I've never had any kind of interest in PC/104.. it's an old standard, the PC/104 pass-through bus is ISA based. Every time I try and find out prices, it's been $400-500 for a devel board, no one seems to think about selling them in small quantities. You only get a 33mhz 486 for that $400 board..
I have recently come to enjoy working with Soekris boards.. http://www.soekris.com
The guy does things right.. Compact flash slots on board for OS, no over-priced Disk-On-Chip stuff. PCI or mini-pci slots, 133mhz AMD Elan chips, PCMCIA slots on some models.. serial port and simple network bootable flash. and 2-3 PCI 10/100 ethernet chips.. a similar PC/104 board would be stacked 4cm tall with adapter boards, all stuck on a ISA bus.
Do you work in industry? I don't mean the IT industry, but some branch of manufacturing?
Modern manufacturing plants are extensively automated. Logic control 30 years ago was all done with hardwired relays and timers, then 20 years ago with programmable logic controllers (PLC's), and now there are virtual PLC's running in x86-based PC's with extensive networking between controllers. There are DSP's in sensors, web guides, vision systems, and even glue gun controls. Technology has driven production speeds higher and higher, and now we need more sophisticated control systems on all sorts of equipment.
For industrial environments with any vibration, normal ISA and PCI slots are a total nightmare, PC/104 connectors are very rugged due to large contact areas and very strong retention. For hobbiests, PC/104 isn't ideal because the volumes are so low compared to commodity PC hardware, making it seem unreasonably expensive. For the people who really need PC/104 it makes perfect sense.
"Prefiero morir de pie que vivir siempre arrodillado!"
Wouldn't water be a bigger hazard on a sub than hammers?
Condensation, yes. But actual flowing water? By the time the pc-104 device gets wet you probably have bigger problems anyhow...
Submarines get torpedoed and depth charged. This tends to rattle the boat. Hard. Can't have your navigation system blink out just because someone is tossing bombs at you.
Maw! Fire up the karma burner!
A while ago I got the bug to design an MP3 player for my car, and needed some embedded hardware for it (unfortunately this happened right before I moved back accross the US, and I lost interest after that, what with work an' all). I ended up picking up a buscuit PC board from www.advantech.com.
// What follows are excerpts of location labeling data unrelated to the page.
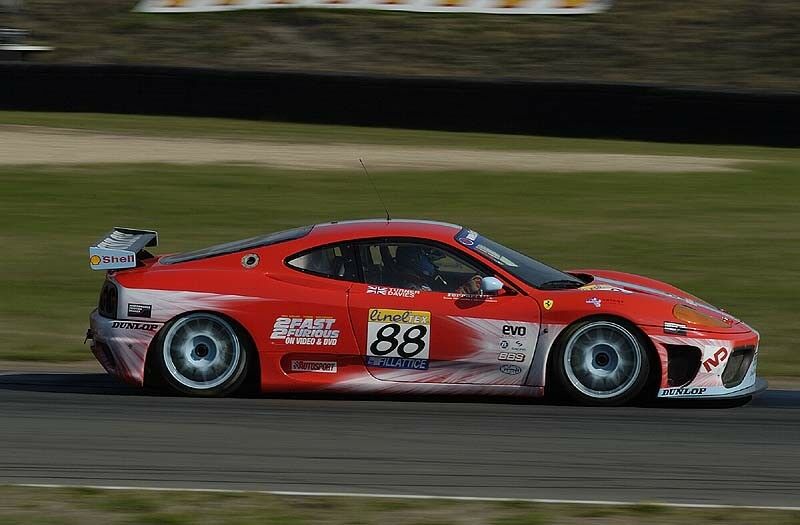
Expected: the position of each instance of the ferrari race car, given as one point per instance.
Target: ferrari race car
(402, 306)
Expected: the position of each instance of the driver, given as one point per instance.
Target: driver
(416, 271)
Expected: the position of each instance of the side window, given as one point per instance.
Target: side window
(330, 261)
(417, 266)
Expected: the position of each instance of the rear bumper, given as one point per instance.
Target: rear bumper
(121, 346)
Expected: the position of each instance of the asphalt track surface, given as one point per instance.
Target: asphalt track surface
(87, 429)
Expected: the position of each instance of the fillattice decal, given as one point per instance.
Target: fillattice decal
(305, 330)
(139, 310)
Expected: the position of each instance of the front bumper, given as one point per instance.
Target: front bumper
(723, 367)
(121, 346)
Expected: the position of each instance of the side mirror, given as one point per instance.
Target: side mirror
(491, 285)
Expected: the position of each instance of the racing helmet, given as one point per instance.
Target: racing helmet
(414, 259)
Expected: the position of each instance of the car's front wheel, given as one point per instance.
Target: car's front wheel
(602, 362)
(203, 354)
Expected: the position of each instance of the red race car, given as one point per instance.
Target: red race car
(402, 306)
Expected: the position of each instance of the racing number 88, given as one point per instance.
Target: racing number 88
(391, 338)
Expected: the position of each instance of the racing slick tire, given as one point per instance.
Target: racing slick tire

It was like $500 at the time, but had everything on it -- audio, ethernet, IDE, floppy, VGA, LCD, a bunch of serial ports, and a PC/104 port that I intended to use for a PCMCIA adapter (wireless support).
These things are cool. You could literally build one into a 5.25" disk enclosure, and it would fit perfectly (even uses the right power connector). If you want something that doesn't have the mess of an ATX power supply and slots that make the cards stick out, PC/104-based solutions are ideal -- it's a nice, clean stack.
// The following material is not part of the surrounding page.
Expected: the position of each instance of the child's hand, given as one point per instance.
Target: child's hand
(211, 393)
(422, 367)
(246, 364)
Advantech also now manufactures a StrongARM-based solution, which I'm thinking about picking up for a revived version of the project. I think they've also got XScale-based boards.
--ZS
-- sigs cause cancer.
Check out EMAC's page for more info on running Linux. You know with a name like that they must support Linux! ;)
Similarly, while PC/104 is not new, fast, or high powered, it is stable, robust, and everyone knows it.
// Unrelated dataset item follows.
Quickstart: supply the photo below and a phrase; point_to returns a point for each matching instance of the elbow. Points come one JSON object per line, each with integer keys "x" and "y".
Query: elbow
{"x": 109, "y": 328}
Oh, and one of the reasons that 33mhz 486s are used is because they can handle hot environments without melting down. What would happen if you put an Athlon or P4 in an unventilated cabinet in a plating shop in Oklahoma in August? 100 degrees F on the outside of the cabinet.
Another reason for high cost of PC/104 is robustness. How well does the Soekris board handle vibration? Will the CF chip wiggle its way out of the slot? These are used in systems that have to have near-mainframe reliability. If the system crashes (sometimes literally, if it's an automated multiple-hoist line) due to a hardware failure, with a millionm dollars worth of product in the line, there will be a technician on an airplane that day. A stable, robust, PC/104 board is a hell of a lot cheaper than that!